Native trees are species that colonised the British Isles after the last ice age.
The term "native" tree has a fairly precise meaning when applied to the British Isles. It is a species that colonised the British Isles in the period 10,000 years ago to 6,000 years ago - in other words the period after the last ice age ended and the climate started to warm, but before rising sea levels formed the North Sea, Irish Sea, and English Channel and finally cut off the UK from further natural colonisation.
While this colonisation process was mostly achieved by natural dissemination of seeds, the first humans settlers arrived at this time, bringing with them plants and trees that they found useful - so even from the start human activity has influenced our native trees.
The Woodland Trust list of British native trees is considered the best reference point for native trees.
Some of these species have been subsequently shaped by human activity, giving rise to cultivars and sub-species.
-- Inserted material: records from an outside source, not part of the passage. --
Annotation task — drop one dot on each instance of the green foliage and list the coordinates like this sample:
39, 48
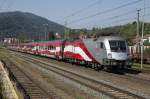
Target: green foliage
26, 25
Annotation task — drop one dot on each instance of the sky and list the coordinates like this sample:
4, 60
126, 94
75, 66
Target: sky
78, 14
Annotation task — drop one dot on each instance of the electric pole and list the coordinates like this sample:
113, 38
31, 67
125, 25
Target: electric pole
142, 38
138, 34
65, 34
45, 26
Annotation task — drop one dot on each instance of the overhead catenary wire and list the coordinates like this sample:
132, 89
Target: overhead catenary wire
106, 11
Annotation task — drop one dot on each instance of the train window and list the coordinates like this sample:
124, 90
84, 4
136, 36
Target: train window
101, 45
117, 45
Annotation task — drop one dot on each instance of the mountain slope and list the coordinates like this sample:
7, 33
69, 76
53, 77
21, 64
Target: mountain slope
26, 24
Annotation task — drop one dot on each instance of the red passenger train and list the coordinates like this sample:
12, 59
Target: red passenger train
103, 52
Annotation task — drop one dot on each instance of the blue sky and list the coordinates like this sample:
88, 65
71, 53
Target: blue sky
57, 10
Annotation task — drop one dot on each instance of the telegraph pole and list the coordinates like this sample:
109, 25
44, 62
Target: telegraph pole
65, 34
142, 38
45, 26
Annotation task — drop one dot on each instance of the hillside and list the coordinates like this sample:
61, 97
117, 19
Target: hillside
21, 24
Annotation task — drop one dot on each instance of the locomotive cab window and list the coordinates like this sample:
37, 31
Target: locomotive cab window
117, 46
101, 45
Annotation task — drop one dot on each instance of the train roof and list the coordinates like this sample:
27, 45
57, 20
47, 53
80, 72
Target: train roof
110, 38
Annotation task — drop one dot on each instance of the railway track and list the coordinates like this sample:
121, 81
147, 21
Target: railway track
94, 84
26, 83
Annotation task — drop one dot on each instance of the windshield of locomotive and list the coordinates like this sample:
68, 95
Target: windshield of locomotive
117, 45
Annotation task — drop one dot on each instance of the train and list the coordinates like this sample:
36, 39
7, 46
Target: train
99, 53
135, 53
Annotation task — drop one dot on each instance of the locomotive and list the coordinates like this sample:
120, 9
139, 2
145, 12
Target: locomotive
98, 53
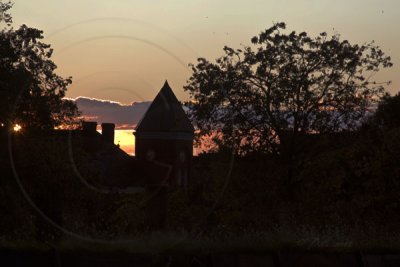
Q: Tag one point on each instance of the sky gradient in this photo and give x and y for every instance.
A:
(123, 50)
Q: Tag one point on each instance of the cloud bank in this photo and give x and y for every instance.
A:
(124, 116)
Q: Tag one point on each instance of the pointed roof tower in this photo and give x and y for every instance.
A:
(165, 114)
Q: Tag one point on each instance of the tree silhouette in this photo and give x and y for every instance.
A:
(31, 93)
(283, 86)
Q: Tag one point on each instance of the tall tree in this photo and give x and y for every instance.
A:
(282, 86)
(31, 93)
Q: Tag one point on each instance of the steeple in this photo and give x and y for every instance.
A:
(165, 114)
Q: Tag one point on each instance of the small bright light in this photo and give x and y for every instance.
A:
(17, 128)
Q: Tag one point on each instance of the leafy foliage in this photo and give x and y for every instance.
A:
(284, 85)
(31, 93)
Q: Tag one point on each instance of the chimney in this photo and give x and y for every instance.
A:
(89, 128)
(107, 132)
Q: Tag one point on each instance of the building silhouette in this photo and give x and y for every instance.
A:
(165, 136)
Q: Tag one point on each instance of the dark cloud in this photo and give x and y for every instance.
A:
(124, 116)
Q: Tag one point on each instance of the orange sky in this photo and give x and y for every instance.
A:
(124, 50)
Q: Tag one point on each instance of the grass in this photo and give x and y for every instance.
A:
(303, 239)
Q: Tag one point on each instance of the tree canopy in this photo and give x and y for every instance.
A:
(284, 85)
(31, 93)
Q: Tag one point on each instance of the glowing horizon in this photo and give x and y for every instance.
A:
(124, 50)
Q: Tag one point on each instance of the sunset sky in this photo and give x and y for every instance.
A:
(123, 50)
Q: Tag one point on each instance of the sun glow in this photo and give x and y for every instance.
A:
(17, 128)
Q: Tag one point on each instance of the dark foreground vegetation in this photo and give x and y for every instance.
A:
(342, 194)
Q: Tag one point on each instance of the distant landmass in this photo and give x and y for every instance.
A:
(124, 116)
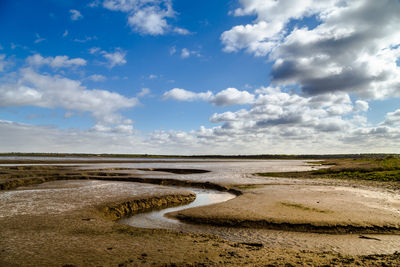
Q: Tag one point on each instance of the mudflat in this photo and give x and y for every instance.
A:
(60, 220)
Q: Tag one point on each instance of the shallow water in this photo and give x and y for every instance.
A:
(157, 218)
(352, 244)
(222, 172)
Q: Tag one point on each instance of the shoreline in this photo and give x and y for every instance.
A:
(89, 233)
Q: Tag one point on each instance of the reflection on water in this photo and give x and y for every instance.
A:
(157, 219)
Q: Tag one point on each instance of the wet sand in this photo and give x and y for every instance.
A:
(72, 222)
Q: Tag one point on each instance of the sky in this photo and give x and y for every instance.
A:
(189, 77)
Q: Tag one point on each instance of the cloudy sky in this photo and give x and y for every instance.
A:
(200, 77)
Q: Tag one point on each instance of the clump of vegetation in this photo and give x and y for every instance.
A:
(384, 170)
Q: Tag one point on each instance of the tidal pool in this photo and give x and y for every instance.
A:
(158, 218)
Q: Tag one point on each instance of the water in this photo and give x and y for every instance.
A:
(158, 218)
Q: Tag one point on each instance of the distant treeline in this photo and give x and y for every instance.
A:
(262, 156)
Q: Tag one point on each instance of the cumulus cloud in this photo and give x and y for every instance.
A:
(232, 96)
(4, 62)
(75, 14)
(184, 95)
(229, 96)
(279, 120)
(147, 16)
(97, 78)
(143, 92)
(34, 89)
(37, 40)
(116, 58)
(17, 137)
(55, 62)
(353, 48)
(392, 118)
(185, 53)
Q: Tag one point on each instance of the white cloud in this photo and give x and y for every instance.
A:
(181, 31)
(350, 50)
(94, 50)
(75, 14)
(147, 16)
(232, 96)
(143, 92)
(362, 105)
(392, 118)
(97, 78)
(86, 39)
(185, 53)
(116, 58)
(37, 40)
(172, 50)
(29, 138)
(4, 62)
(47, 91)
(184, 95)
(280, 121)
(55, 62)
(229, 96)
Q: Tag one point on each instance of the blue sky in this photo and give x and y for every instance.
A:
(199, 77)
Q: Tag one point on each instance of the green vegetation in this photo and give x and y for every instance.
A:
(384, 170)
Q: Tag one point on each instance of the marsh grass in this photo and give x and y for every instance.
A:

This is particularly the case with Prunus and Malus, both native to the UK, but where since prehistoric times man has selected and cultivated and propagated cultivars with larger and more palatable fruits. However in the last few centuries there has also many new cultivars of ornamental species have also been developed for their aesthetic qualities.
It is perhaps debateable whether these modern cultivars are "native", even if they have been cultivated from a true native species.
We take a relaxed view that modern cultivars which do not stray too far from the parent native species in appearance can be considered native. On this basis a James Grieve apple tree is not native, but a Sorbus 'Asplenifolia' (essentially a more colourful form of the native Rowan Sorbus aucuparia) probably is.